Und jetzt? Wirkt sein Auftritt wie eine kleine Kapitulation, als wolle er sagen: Auf uns Europäer kommt es doch eh nicht an, da ist es halb so wild, wenn wir uneins sind.

Dass die Israel-Politik sich noch zu einer Blamage für Europa entwickeln könnte, liegt allerdings an allen Beteiligten, nicht nur an ihm. Merz müsste Kompromisslinien suchen, so wie er das im Verhältnis mit den USA seit Amtsantritt macht – das stimmt. Genauso gut könnten die EU-Partner allerdings wissen, dass sämtliche Vorschläge, die in Richtung eines wirtschaftlichen Boykotts gehen, für Deutschland kaum zu machen sind. 

Auch für den Kanzler könnte es blamabel enden

Die Debatte ist vielerorts auch machtpolitisch motiviert. Von der Leyen muss im EU-Parlament um ihre Mehrheit zittern, sie braucht das linksliberale Lager. Sanchez zittert im Grunde seit er 2018 ins Amt kam, um seine Mehrheit. In der Israel-Politik sieht er sich ausnahmsweise mal im Einklang mit einem Großteil der Bevölkerung. 82 Prozent der Spanier sähen in Gaza einen Völkermord, betont der Premier. Da wippt Merz kurz leicht nervös auf und ab.

Im Oktober wird entschieden, beim Europäischen Rat. Das sind noch ein paar Wochen. Es mag unwahrscheinlich wirken, dass sich die deutsche Haltung noch verändert, ausgeschlossen ist es nicht. In Merz‘ Team beobachtet man die Lage in Nahost genau, sollte sich neben dem Gaza-Krieg auch noch die Siedlungspolitik im Westjordanland verschärfen, könnte das ein Anlass sein, sich zumindest Elementen des europäischen Vorschlags anzuschließen, zum Beispiel einer Sanktionierung einzelner Minister. 

Die SPD macht im Hintergrund längst Druck, selbst Manfred Weber, oberster Europapolitiker der CSU, mahnt den Kanzler, die europäische Stimmung nicht zu unterschätzen.
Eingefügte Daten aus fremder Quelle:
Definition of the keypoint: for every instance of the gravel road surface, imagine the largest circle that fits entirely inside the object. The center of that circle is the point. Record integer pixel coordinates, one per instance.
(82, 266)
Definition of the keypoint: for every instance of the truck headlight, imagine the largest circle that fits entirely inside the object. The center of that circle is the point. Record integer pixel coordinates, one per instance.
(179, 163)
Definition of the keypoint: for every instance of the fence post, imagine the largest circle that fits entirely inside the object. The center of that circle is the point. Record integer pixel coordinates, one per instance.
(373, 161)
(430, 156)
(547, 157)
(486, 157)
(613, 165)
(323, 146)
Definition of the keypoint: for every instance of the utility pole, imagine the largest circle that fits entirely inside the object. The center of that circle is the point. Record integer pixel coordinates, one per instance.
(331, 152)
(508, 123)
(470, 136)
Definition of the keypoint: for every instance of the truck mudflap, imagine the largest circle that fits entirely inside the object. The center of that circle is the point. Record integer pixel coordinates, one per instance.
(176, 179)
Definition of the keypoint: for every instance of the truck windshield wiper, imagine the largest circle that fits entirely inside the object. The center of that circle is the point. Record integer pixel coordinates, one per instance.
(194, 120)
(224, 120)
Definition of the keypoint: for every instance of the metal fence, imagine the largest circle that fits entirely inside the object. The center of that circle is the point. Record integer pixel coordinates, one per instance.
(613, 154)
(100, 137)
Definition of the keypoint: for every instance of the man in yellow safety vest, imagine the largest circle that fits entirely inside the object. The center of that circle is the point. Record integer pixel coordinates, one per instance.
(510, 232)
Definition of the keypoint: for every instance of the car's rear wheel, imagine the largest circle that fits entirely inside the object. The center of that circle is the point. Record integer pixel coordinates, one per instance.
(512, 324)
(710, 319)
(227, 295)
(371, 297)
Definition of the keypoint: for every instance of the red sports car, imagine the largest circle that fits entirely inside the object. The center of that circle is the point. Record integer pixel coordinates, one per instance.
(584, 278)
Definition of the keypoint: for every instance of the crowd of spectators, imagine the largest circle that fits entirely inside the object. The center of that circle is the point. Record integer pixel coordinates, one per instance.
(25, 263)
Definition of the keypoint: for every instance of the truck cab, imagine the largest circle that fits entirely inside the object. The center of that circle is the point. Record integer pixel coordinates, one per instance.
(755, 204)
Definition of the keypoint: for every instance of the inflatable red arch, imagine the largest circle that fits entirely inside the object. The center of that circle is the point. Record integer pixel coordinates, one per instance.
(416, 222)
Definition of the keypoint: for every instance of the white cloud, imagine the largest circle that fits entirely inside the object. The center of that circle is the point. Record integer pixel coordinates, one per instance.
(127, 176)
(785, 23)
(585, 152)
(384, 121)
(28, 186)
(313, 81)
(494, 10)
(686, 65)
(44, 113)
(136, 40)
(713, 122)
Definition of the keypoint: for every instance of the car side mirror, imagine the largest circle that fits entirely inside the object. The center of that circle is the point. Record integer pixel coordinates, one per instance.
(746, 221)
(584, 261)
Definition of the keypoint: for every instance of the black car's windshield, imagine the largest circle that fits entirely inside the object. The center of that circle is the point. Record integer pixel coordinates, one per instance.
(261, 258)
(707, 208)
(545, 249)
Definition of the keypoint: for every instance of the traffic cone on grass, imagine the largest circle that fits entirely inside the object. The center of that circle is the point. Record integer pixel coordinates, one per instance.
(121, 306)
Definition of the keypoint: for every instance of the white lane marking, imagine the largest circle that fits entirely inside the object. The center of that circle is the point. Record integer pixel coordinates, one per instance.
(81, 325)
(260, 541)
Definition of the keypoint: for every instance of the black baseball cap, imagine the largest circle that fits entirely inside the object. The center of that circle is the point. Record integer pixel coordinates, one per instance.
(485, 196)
Manche Länder, die wie Deutschland skeptisch waren, was eine härtere Gangart gegenüber Israel angeht, signalisierten in den vergangenen Tagen, dass sie umdenken könnten, Italien etwa. 

Und wenn Deutschland am Ende allein mit Victor Orbans Ungarn gegen den Rest Europas stünde? Das wäre auch eine Blamage. Aber eine für den Kanzler.